Photo: Democratic Sen. Jessie Danielson, left, speaks alongside child abuse advocate Rachael Denhollander at the Colorado Capitol on April 16, 2024. (Sara Wilson/Colorado Newsline)

This story by Sara Wilson appeared on Colorado Newsline on April 17, 2024.

Colorado Senate Republicans blocked a measure Wednesday that would have asked voters to allow the Legislature to make a law letting survivors of childhood sexual abuse sue their abusers, even if the incident occurred decades ago and the statute of limitations ran out.

Because it would have sent a constitutional amendment to the ballot, Senate Concurrent Resolution 24-1 required a two-thirds vote to pass. Democrats hold a 23-12 majority in the chamber, so they needed at least one Republican to vote with them to meet the threshold.

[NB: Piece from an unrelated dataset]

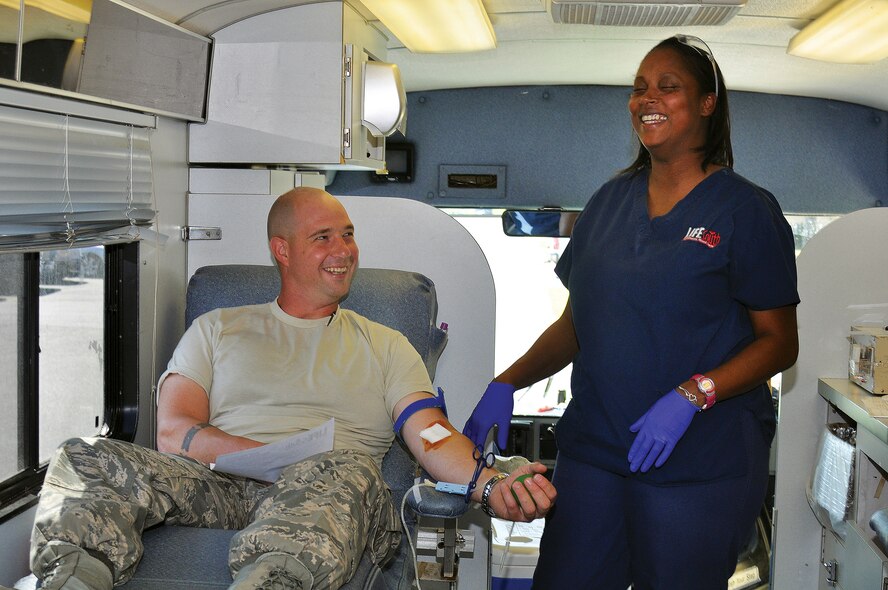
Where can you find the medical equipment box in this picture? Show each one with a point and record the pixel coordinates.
(868, 362)
(515, 550)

That did not happen, and the resolution failed on a party-line vote.

The resolution would have let voters decide whether the Legislature could pass laws allowing victims to bring civil claims against their abusers and the institutions involved, no matter when the abuse happened. The statute of limitations used to be six years after survivors turned 18 — a 2021 law repealed that for current and future cases — but many child sexual abuse survivors wait decades to come to terms with, and reveal, their abuse.

A bipartisan 2021 law tried to give those people a path to justice. It gave victims of sexual assault from as early as the 1960s a window of time to sue their abusers, but the state Supreme Court ruled it unconstitutional last summer. That pushed Democratic Sens. Jessie Danielson of Wheat Ridge and Rhonda Fields of Aurora to run the concurrent resolution this year to seek a constitutional amendment, which would have opened the door for the Legislature again to pass legislation similar to the 2021 bill.

“This measure will give the people of Colorado the right to vote on a critical question,” Danielson said ahead of the vote Wednesday. “The fact remains that the Legislature is unable to give child survivors any justice or allow them to hold their predators accountable unless we vote yes today.”

“Colorado’s archaic statute of limitations has ensured that it is cheaper, convenient, easier for corrupt institutions to harbor abusers and silence victims than it is to tell the truth and protect your children. It is ensuring a safe harbor for predators in Colorado,” she said.

Republicans expressed concerns about the constitutionality of a future law that would enable survivors to bring retroactive claims. They also worried that an influx of lawsuits could bankrupt institutions like churches and schools.

“I do not take this vote lightly. In some ways it’s the hardest vote of my legislative career,” Senate Minority Leader Paul Lundeen, a Monument Republican, said on Tuesday during the initial debate on the resolution. “My heart breaks for those who were so wrongly and horribly injured. And my vote is cast in defense of the Constitution and legal principles each and every one of us, and future generations as well, rely on in protection of our civil society.”

In a statement after the vote, Senate Republicans said they are united against people who commit crimes against children. Lifting the statute of limitations for older crimes, however, “would have upended numerous constitutional and legally settled rights we all depend on, including the principles of legal certainty and reliance, the principle of finality of litigation, and due process.”